Warum hat das Bundesverfassungsgericht nicht vorgegeben, dass es als Voraussetzung für die Verfassungsmäßigkeit der Auf- und Nachweispflicht einen reinen Masernimpfstoff geben muss? Durch den in Deutschland einzig vorhandenen Mehrfachimpfstoff müssen Kinder immer auch gegen Röteln, Mumps (und ggf.Windpocken) geimpft werden, obwohl die Nachweispflicht nur für Masern gilt und es in der Schweiz durchaus reine Masern-Impfstoffe gibt. Die Karlsruher Begründung ist pragmatisch-realistisch (und nicht dünn). Das BVerfG setzt sich in Rn. 29 infolge der Anhörung sachkundiger Dritter (Rn. 44) ausführlich mit dem Risikoprofil der Mehrfachimpfstoffe gegenüber Masernmonoimpfstoffen auseinander. Auch im Rahmen der Erforderlichkeitsprüfung geht es vertieft auf die Problematik der fehlenden Monoimpfstoffe gegen die Masern ein und kommt zu dem – pragmatisch-realitätsgerechten, wenn auch nicht erfreulichen – Ergebnis, dass die Verpflichtung des Staates auf Beschaffung eines Monoimpf­stoffes angesichts des Fehlens eines solchen in Deutschland und in der EU und vor allem angesichts des fehlenden entsprechenden Marktes kein milderes, gleich effizientes Mittel ist. Die dezidierten Ausführungen des Bundesverfassungsgerichts machen zudem deutlich, dass die Bewertung wohl anders ausfiele, wenn der Mehrfachimpfstoff gegenüber einem Monoimpfstoff das Risiko unerwünschter Nebenwirkungen wesentlich erhöhen würde (Rn. 138). Es bleibt also eine auf die einzelne Erkrankung und den einzelnen Impfstoff bezogene, nicht verallgemeinerbare Entscheidung.
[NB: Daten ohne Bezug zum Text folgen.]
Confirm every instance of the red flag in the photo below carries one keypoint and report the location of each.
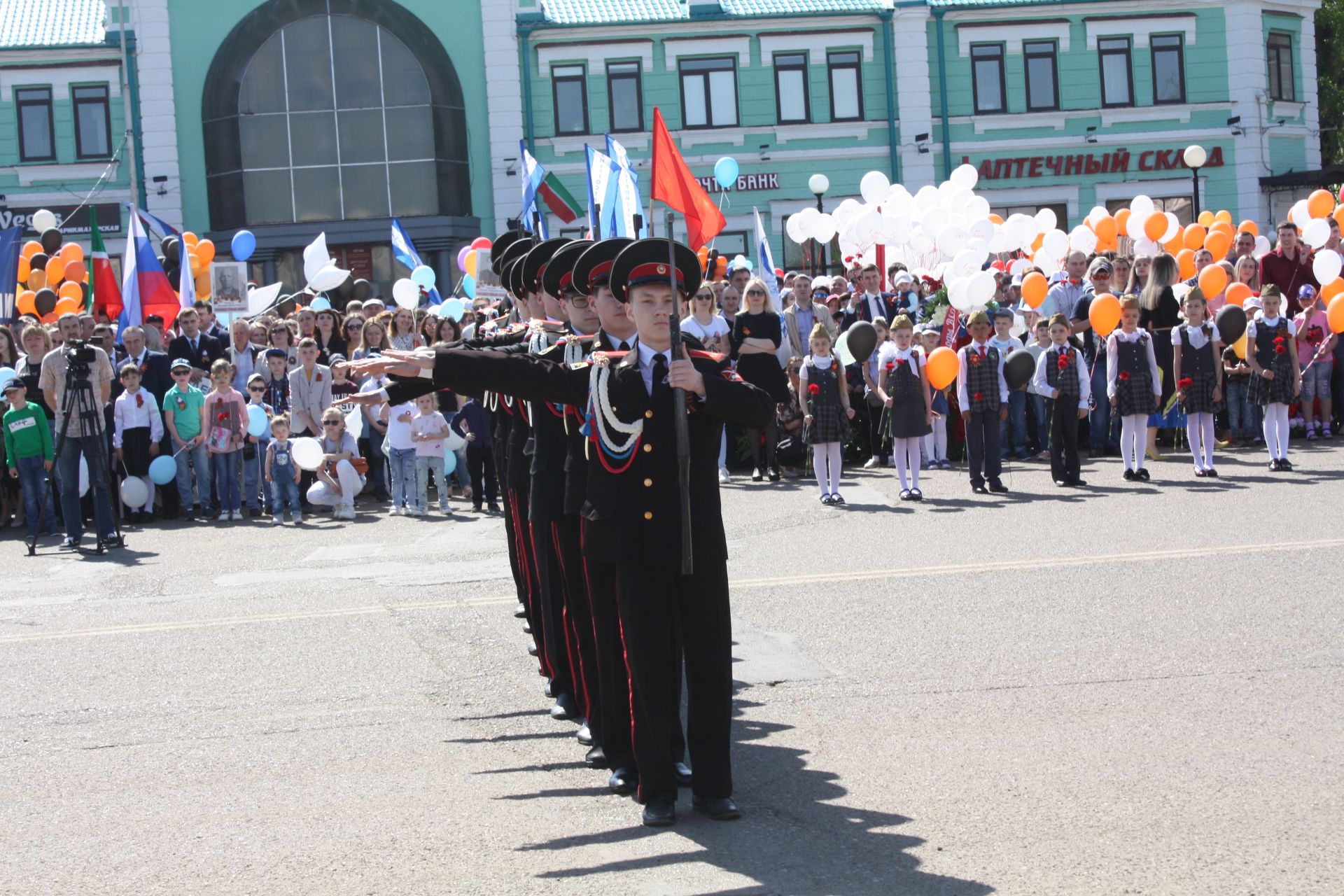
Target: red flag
(678, 187)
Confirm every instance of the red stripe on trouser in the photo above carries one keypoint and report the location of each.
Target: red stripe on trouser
(571, 636)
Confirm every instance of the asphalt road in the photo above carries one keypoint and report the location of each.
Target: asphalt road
(1126, 690)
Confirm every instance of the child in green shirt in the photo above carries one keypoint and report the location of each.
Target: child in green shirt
(29, 454)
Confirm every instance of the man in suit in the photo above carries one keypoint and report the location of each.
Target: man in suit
(192, 344)
(804, 314)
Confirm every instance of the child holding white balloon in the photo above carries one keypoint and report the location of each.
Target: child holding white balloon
(137, 430)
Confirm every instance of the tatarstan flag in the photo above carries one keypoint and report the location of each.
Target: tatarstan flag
(558, 200)
(104, 292)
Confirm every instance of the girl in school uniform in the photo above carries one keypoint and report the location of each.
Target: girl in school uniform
(825, 412)
(1133, 386)
(1276, 377)
(904, 387)
(1199, 378)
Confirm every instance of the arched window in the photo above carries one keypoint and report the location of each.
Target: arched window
(316, 115)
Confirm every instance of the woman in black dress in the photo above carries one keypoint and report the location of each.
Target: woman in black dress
(1159, 314)
(756, 339)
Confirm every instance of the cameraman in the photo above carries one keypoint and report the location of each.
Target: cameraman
(83, 438)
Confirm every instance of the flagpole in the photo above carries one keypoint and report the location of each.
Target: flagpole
(679, 412)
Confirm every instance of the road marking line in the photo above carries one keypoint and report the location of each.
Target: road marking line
(1175, 554)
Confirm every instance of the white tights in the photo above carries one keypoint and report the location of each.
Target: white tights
(904, 449)
(825, 464)
(936, 444)
(1199, 430)
(1133, 440)
(1276, 431)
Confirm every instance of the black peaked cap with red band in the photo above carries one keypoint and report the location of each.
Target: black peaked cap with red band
(559, 272)
(645, 261)
(537, 260)
(593, 269)
(502, 245)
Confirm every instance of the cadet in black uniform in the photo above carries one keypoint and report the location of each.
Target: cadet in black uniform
(634, 511)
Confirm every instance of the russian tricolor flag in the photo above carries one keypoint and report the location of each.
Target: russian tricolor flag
(144, 286)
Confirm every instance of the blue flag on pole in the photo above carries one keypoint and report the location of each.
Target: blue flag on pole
(405, 251)
(11, 246)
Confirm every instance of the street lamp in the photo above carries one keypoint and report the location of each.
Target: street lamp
(1195, 158)
(819, 184)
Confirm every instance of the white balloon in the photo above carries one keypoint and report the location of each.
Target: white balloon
(308, 453)
(927, 197)
(981, 288)
(1082, 241)
(1327, 265)
(874, 187)
(406, 293)
(824, 229)
(1172, 227)
(1056, 244)
(42, 220)
(965, 176)
(134, 492)
(1316, 234)
(958, 296)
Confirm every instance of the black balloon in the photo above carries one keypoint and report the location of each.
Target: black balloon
(50, 241)
(862, 339)
(45, 301)
(1231, 323)
(1019, 368)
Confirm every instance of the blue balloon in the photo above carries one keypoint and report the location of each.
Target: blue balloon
(244, 245)
(424, 276)
(255, 419)
(163, 470)
(726, 172)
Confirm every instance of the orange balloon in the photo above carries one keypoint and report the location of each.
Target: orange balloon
(1218, 242)
(1186, 261)
(1335, 315)
(1107, 230)
(1194, 235)
(1320, 203)
(1155, 227)
(1238, 293)
(1123, 222)
(1034, 288)
(942, 367)
(1212, 280)
(1104, 314)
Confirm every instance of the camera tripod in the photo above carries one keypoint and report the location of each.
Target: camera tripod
(80, 406)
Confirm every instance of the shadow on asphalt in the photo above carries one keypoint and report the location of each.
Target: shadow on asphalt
(793, 837)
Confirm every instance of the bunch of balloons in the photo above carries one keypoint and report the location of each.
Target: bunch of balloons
(52, 277)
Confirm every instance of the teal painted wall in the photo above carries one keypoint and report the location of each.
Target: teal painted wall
(198, 29)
Manch einer hätte sich sicherlich gewünscht, dass das Bundesverfassungsgericht den Staat verpflichtet hätte, nachdrücklich auf die Entwicklung eines Monoimpfstoffes hinzuwirken, wenn eine entsprechende Auf- und Nachweispflicht Bestand haben soll. Unabhängig davon, dass das Bundesverfassungsgericht dies für die streitgegenständliche Pflicht schon nicht für erforderlich hält (Rn. 152), sähe es sich angesichts der Marktsituation und der Komplexität der Impfstoffentwicklung dann aber mit Sicherheit von anderer Seite dem Vorwurf der Kompetenz- und Kenntnisüberschreitung ausgesetzt. Immerhin weisen die Richter auf eine Entscheidung des Verwaltungsgerichts Ansbach hin, wonach der Schweizer Monoimpstoff (auf eigene Kosten) nach Deutschland eingeführt und hier geimpft werden kann. Auch so könne man die Nachweispflicht erfüllen. Dies wirft allerdings – dies war aber nicht Entscheidungsgegenstand – die Frage auf, ob es gleichheitskonform ist, dass die Privatbeschaffung eines Monoimpfstoffes aus der Schweiz – dessen Verimpfung der Nachweispflicht genügt – privat finanziert werden muss, während die Impfung mit dem Mehrfachimpfstoff eine Kassenleistung darstellt.

Diplomatisches Bundesverfassungsgericht

Das Bundesverfassungsgericht ist sichtbar bemüht, durch umfangreiche und kleinteilige Begründung die Akzeptanz der Entscheidung zu erhöhen. Schon im zweiten Satz der Begründetheitsprüfung wird betont, dass die angegriffenen Vorschriften in der Tat Eingriffe in die geltend gemachten Grundrechte darstellen. Der Senat versucht nicht, die Ziele der Regelung zu beschönigen, sondern spricht klar aus, dass es dem Gesetzgeber gerade darum ging, „zielgerichtet mittelbar“ in die Elternentscheidung einzugreifen. Auch spielt Karlsruhe die Impfung nicht als „nur kleinen Piks“ herunter, sondern stuft sie als relevante Beeinträchtigung der körperlichen Unversehrtheit ein (Rn. 80 f.). Im Anschluss wird detailliert und lehrbuchartig ausgeführt, warum diese „zielgerichtet mittelbaren“ Eingriffe dennoch verfassungsrechtlich gerechtfertigt sind.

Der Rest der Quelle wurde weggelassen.